I’m also looking forward to a change of pace. After two hectic years of work, it will be nice to have a few months where I’m slowing down a bit, and returning to study via the course.
My friends and family think it’s a bit odd to quit without another job lined up, but I’m not the only one leaving music behind. Someone I know who had a senior marketing role is now doing e-commerce, and several singers have retrained as teachers.
As told to Helen Chandler-Wilde
‘Work makes people happier and gives them a purpose’
I knew from day one that my retirement was a mistake.
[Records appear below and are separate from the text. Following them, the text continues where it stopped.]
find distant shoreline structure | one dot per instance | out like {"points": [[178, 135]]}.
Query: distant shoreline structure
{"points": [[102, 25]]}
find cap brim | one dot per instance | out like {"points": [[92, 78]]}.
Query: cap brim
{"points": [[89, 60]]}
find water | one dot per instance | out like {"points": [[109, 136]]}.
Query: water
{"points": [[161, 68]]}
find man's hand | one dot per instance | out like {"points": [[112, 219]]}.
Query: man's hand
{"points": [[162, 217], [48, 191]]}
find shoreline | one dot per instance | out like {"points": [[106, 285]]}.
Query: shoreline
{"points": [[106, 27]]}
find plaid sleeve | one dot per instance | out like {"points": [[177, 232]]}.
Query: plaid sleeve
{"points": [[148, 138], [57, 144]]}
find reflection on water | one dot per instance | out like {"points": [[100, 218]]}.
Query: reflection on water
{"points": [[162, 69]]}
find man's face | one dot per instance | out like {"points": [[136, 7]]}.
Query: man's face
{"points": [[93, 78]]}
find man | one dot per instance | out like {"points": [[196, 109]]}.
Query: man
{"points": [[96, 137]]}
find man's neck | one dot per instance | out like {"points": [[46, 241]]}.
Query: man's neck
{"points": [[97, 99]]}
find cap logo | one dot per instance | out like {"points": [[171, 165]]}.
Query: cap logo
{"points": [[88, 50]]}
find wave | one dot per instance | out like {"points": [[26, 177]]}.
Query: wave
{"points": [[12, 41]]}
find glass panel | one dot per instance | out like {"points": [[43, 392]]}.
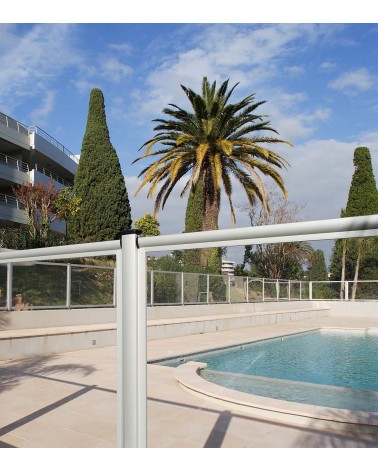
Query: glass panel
{"points": [[91, 285], [283, 290], [39, 285], [270, 289], [238, 289], [195, 288], [218, 288], [167, 288], [326, 290], [255, 290], [365, 290]]}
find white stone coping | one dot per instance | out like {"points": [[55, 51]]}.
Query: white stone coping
{"points": [[54, 331], [195, 319], [278, 410]]}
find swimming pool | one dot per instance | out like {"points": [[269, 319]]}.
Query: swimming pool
{"points": [[332, 368]]}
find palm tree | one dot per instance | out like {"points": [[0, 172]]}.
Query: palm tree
{"points": [[215, 141]]}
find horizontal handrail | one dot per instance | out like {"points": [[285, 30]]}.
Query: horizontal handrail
{"points": [[13, 162], [9, 200], [14, 124], [338, 228], [27, 130], [53, 176], [53, 141]]}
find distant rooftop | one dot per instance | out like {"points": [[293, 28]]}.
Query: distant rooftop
{"points": [[27, 130]]}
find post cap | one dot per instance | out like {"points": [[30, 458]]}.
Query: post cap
{"points": [[136, 231]]}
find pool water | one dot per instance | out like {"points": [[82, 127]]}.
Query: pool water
{"points": [[335, 368]]}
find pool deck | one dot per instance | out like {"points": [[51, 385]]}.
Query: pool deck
{"points": [[69, 400]]}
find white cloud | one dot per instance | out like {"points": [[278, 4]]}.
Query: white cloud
{"points": [[124, 48], [31, 61], [112, 69], [354, 82], [251, 55], [39, 115], [327, 65]]}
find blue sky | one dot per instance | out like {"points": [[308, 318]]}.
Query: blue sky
{"points": [[319, 81]]}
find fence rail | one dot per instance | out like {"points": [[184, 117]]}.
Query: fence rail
{"points": [[47, 285], [13, 162], [53, 176], [59, 285], [54, 142], [10, 201], [181, 288]]}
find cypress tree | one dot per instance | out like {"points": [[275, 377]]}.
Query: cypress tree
{"points": [[318, 269], [105, 209], [362, 200], [363, 193]]}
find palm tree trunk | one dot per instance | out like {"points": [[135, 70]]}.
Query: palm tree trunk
{"points": [[211, 257], [343, 262], [357, 270]]}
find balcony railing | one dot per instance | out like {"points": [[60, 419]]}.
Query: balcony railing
{"points": [[10, 201], [25, 130], [11, 123], [53, 176], [13, 162], [53, 141]]}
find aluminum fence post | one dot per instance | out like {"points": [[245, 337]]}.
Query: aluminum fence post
{"points": [[68, 286], [182, 288], [152, 281], [207, 288], [263, 289], [247, 289], [229, 288], [115, 286], [9, 286], [346, 291], [131, 344]]}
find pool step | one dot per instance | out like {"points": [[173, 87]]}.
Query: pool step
{"points": [[177, 327], [21, 343]]}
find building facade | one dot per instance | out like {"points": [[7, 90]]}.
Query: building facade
{"points": [[30, 155]]}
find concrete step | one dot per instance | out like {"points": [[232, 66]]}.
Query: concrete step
{"points": [[21, 343]]}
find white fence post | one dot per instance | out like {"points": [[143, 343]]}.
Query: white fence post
{"points": [[182, 288], [9, 285], [131, 347], [263, 289], [152, 281], [229, 288], [68, 286], [346, 291], [207, 288]]}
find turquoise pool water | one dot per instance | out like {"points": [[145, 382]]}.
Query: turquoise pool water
{"points": [[335, 368]]}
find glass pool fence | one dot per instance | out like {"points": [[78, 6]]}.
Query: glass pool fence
{"points": [[60, 285]]}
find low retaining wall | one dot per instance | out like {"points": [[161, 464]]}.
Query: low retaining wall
{"points": [[29, 333]]}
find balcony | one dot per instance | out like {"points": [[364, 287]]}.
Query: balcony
{"points": [[47, 149], [13, 170]]}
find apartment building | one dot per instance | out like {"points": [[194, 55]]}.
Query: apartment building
{"points": [[29, 154]]}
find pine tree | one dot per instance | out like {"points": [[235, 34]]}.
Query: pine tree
{"points": [[105, 209]]}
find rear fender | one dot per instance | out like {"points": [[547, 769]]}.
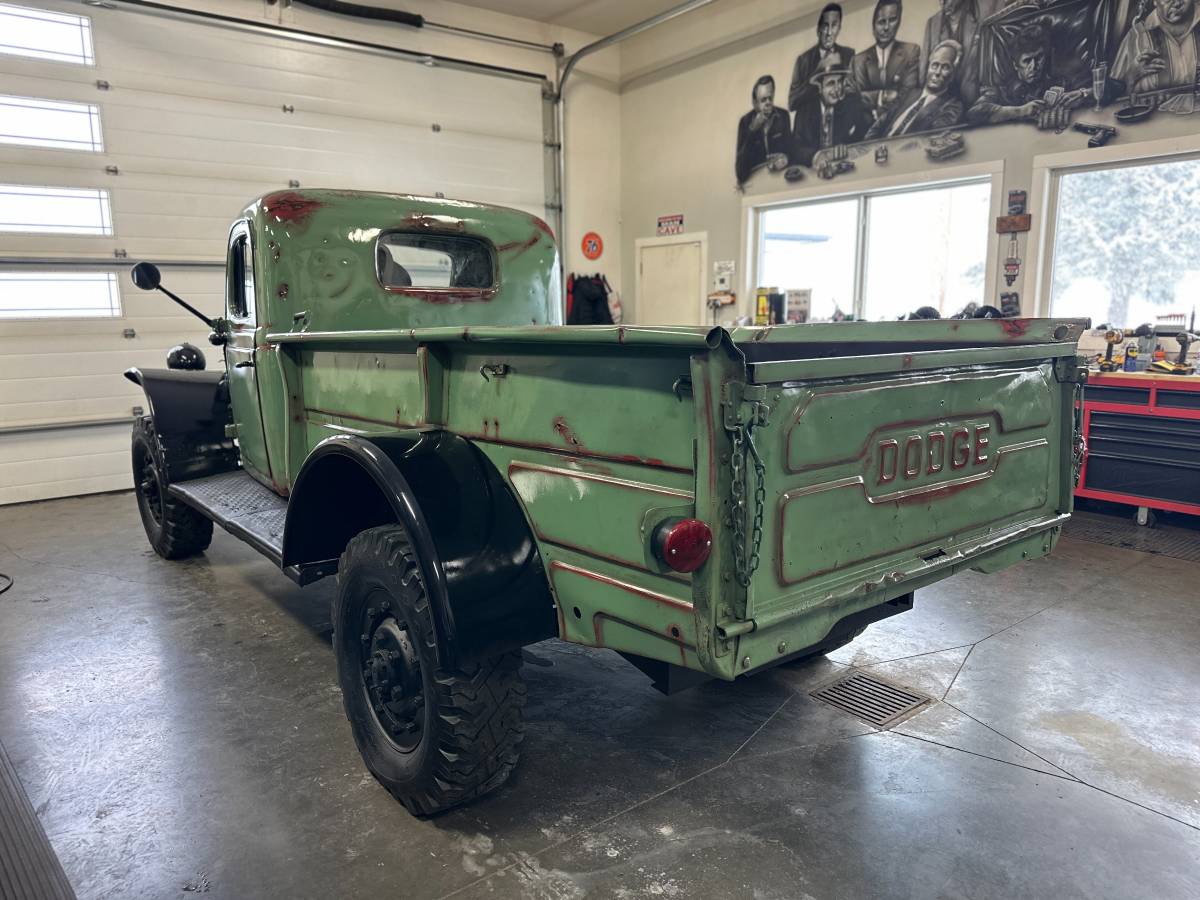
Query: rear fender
{"points": [[485, 579], [190, 412]]}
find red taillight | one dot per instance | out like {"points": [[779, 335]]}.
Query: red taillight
{"points": [[683, 545]]}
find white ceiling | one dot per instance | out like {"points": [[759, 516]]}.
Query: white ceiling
{"points": [[598, 17]]}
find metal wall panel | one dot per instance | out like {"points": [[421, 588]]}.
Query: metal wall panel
{"points": [[198, 119]]}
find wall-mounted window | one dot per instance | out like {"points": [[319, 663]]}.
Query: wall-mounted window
{"points": [[435, 261], [49, 123], [54, 210], [881, 255], [41, 34], [1125, 243], [39, 295]]}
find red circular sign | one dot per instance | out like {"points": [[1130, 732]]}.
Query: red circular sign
{"points": [[593, 246]]}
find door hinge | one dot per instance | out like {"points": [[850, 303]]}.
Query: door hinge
{"points": [[745, 409], [745, 405]]}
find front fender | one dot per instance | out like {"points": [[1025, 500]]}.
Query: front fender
{"points": [[483, 571], [190, 412]]}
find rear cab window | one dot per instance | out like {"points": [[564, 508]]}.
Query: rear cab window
{"points": [[240, 288], [435, 262]]}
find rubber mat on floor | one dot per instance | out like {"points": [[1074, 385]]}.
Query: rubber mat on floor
{"points": [[29, 870], [1175, 543]]}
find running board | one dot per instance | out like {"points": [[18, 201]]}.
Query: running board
{"points": [[251, 513]]}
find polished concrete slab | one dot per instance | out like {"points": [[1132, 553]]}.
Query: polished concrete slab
{"points": [[178, 727]]}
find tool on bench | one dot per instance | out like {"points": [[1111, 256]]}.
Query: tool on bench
{"points": [[1180, 366], [1113, 337]]}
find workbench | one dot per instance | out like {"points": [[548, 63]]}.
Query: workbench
{"points": [[1143, 435]]}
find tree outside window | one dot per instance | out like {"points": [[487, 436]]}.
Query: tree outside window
{"points": [[1126, 244]]}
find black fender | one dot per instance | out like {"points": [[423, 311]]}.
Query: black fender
{"points": [[190, 411], [485, 577]]}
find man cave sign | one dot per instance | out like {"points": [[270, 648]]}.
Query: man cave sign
{"points": [[931, 71]]}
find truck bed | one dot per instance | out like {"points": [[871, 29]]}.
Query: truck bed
{"points": [[881, 447]]}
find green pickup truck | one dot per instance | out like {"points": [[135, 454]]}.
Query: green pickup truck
{"points": [[401, 407]]}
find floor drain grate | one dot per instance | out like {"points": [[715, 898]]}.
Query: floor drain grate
{"points": [[871, 699]]}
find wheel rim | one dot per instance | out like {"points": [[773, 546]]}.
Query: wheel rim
{"points": [[150, 487], [391, 673]]}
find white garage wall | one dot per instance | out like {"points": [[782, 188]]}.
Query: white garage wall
{"points": [[193, 120]]}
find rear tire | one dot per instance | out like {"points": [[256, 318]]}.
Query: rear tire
{"points": [[433, 736], [174, 529]]}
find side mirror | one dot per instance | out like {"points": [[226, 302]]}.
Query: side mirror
{"points": [[147, 276]]}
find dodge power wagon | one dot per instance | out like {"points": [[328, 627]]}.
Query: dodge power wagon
{"points": [[400, 407]]}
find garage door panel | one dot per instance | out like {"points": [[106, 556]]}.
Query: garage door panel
{"points": [[195, 125], [150, 336]]}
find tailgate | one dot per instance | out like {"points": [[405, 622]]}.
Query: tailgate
{"points": [[883, 469]]}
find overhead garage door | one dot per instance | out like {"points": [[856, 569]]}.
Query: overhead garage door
{"points": [[177, 124]]}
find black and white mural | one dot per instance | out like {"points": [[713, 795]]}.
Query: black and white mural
{"points": [[969, 65]]}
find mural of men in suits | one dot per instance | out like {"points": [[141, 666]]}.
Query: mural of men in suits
{"points": [[839, 118], [957, 21], [934, 107], [1163, 52], [802, 91], [763, 133], [891, 67], [1021, 96]]}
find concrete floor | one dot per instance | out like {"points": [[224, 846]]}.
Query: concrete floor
{"points": [[178, 727]]}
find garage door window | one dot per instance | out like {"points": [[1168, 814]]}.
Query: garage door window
{"points": [[54, 210], [40, 295], [47, 35], [49, 123]]}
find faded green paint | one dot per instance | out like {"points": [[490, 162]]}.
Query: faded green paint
{"points": [[895, 454]]}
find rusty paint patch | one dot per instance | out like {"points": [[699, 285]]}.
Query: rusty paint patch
{"points": [[567, 435], [1015, 328], [645, 593], [289, 207], [426, 222], [517, 247]]}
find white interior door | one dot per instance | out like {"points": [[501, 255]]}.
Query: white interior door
{"points": [[671, 281]]}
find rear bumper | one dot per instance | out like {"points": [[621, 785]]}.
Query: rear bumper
{"points": [[808, 622]]}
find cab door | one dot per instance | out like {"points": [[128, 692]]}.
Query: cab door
{"points": [[240, 354]]}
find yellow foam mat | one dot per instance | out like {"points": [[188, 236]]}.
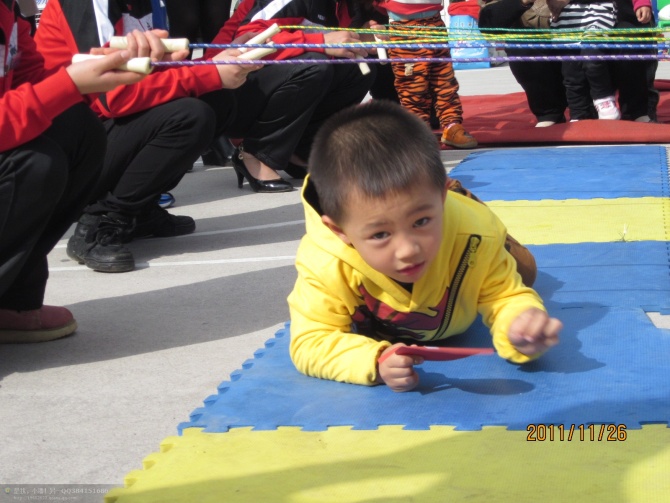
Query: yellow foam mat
{"points": [[390, 465], [586, 220]]}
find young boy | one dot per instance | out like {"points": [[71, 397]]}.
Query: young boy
{"points": [[389, 259]]}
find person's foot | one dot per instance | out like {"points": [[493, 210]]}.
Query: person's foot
{"points": [[37, 325], [166, 200], [607, 109], [296, 168], [456, 136], [98, 241], [156, 221]]}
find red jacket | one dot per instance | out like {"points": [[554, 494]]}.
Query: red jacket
{"points": [[30, 98], [57, 43], [294, 13]]}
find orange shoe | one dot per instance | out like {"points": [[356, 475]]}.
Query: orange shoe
{"points": [[456, 136], [38, 325]]}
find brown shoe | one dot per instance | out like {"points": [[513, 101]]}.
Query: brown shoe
{"points": [[456, 136], [38, 325]]}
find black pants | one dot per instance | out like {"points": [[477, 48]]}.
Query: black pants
{"points": [[197, 19], [149, 152], [280, 107], [542, 82], [44, 184]]}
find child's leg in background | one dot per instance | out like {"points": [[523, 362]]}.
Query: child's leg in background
{"points": [[577, 91], [444, 85], [593, 19], [631, 80], [637, 98], [411, 79]]}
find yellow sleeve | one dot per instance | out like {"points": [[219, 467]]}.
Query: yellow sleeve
{"points": [[502, 298], [322, 344]]}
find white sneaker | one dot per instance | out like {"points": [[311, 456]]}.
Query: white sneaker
{"points": [[607, 109]]}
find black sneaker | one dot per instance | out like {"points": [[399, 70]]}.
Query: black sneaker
{"points": [[98, 243], [157, 222]]}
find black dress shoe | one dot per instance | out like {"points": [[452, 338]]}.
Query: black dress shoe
{"points": [[296, 171], [275, 185], [156, 221], [98, 243]]}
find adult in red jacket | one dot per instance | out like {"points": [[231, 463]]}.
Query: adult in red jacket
{"points": [[51, 151], [300, 97], [155, 131]]}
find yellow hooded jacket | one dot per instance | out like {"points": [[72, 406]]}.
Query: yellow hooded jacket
{"points": [[344, 313]]}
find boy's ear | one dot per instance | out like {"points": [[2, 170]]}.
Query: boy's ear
{"points": [[336, 229]]}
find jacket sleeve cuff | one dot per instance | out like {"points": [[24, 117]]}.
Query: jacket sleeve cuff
{"points": [[57, 93]]}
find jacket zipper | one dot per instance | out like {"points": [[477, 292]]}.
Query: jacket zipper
{"points": [[467, 260]]}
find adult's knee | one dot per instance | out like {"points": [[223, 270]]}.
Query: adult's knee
{"points": [[39, 167], [191, 122]]}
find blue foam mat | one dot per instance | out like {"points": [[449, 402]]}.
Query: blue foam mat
{"points": [[577, 173], [632, 274], [611, 367]]}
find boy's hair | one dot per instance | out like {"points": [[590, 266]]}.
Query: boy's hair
{"points": [[377, 149]]}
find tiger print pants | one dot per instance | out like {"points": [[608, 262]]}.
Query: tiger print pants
{"points": [[423, 85]]}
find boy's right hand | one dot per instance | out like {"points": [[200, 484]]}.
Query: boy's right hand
{"points": [[397, 371], [101, 75]]}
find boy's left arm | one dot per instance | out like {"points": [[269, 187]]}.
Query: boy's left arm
{"points": [[521, 328]]}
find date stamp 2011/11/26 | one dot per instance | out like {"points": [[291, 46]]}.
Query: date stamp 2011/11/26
{"points": [[576, 432]]}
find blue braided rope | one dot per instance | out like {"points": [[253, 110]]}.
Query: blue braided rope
{"points": [[502, 59], [451, 45]]}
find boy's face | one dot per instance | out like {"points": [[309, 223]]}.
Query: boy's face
{"points": [[398, 235]]}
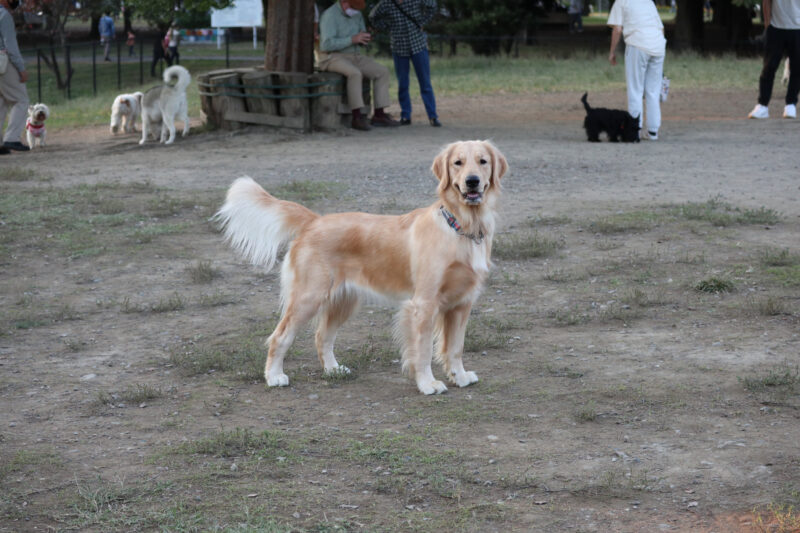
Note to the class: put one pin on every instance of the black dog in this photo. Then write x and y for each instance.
(619, 125)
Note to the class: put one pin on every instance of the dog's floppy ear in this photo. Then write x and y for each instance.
(499, 163)
(441, 168)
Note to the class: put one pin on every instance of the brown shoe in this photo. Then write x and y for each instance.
(360, 124)
(384, 121)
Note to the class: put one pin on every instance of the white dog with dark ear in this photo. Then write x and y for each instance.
(165, 103)
(34, 127)
(124, 110)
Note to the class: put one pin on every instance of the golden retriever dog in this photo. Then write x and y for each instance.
(434, 259)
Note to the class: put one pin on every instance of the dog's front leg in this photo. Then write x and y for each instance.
(454, 327)
(417, 321)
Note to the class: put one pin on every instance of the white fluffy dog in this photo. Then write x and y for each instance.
(165, 103)
(124, 110)
(34, 126)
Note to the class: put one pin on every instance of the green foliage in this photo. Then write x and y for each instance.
(160, 13)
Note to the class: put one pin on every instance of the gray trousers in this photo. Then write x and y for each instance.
(14, 97)
(357, 67)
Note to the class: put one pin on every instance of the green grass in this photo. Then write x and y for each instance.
(537, 70)
(526, 245)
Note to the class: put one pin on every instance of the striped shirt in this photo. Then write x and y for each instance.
(408, 38)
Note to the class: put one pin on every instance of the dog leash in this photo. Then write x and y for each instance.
(452, 221)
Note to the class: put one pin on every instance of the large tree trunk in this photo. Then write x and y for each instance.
(290, 35)
(688, 25)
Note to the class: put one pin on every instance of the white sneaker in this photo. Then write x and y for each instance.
(759, 111)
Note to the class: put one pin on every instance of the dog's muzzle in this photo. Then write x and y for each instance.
(473, 194)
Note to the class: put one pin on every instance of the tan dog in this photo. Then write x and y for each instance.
(435, 259)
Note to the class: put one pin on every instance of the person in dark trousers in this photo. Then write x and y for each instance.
(782, 37)
(158, 54)
(404, 19)
(107, 31)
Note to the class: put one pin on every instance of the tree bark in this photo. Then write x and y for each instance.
(688, 25)
(290, 35)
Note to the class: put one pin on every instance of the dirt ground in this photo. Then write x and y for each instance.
(614, 395)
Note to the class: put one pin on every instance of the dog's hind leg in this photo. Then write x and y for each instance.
(331, 318)
(451, 345)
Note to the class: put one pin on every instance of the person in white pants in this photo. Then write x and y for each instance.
(638, 23)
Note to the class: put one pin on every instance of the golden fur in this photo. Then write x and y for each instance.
(417, 257)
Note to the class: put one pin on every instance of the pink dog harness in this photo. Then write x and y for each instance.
(37, 130)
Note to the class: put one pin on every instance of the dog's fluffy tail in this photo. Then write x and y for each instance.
(257, 224)
(178, 77)
(585, 102)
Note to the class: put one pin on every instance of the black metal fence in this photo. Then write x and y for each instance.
(59, 73)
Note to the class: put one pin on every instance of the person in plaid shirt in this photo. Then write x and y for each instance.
(404, 20)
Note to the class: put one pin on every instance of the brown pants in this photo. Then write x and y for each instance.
(356, 67)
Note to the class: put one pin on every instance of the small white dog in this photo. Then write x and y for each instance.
(165, 103)
(34, 127)
(124, 110)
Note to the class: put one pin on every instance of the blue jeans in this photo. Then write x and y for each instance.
(422, 68)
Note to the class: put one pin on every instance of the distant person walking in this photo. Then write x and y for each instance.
(13, 93)
(106, 29)
(173, 38)
(782, 37)
(575, 16)
(404, 19)
(637, 21)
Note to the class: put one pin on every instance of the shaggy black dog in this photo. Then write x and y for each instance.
(619, 125)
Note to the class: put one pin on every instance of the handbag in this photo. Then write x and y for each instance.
(409, 17)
We went on holiday to the Scottish Highlands, one of my favourite places – and I missed work, which I’d never done before.
I was 62. My wife, who had a hugely demanding 24/7 job, had been looking forward to retirement for several years and I’d been longing for a better work-life balance, too. So when the opportunity for redundancy came and I could coordinate it for the day she retired it seemed a golden opportunity.
But all through that week sailing in the Hebrides I felt a sense of loss, almost bereavement.
I had enjoyed the rituals of work: putting on the “uniform”, the opportunity to read while travelling to the office, the crossword on the way home, chatting about football to my co-workers.
And office gossip never disappointed. As I got older it was really enjoyable to work with younger people who don’t keep on about their ailments. Back in England, it didn’t get any better. I used to love weekends, or days off, precisely because they were special. When every day was “off”, none were special.
After three months I managed to return to my office as a part-time freelancer. For me, that’s perfect, though my wife wasn’t pleased and thought I should have given it longer. But I knew retirement wouldn’t get any better. I enjoy the mental challenges of work, the deadlines and the structure it gives the week.
I was never a candidate for quitting my job because it didn’t bring “joy”. But how many people in jobs they dislike have the luxury of being able to stop for their mental health if they have rent and food bills to pay? In fact, I think work makes people happier, gives them a purpose. Even when it’s been a pain or a grind, it’s great when you go home and forget about it.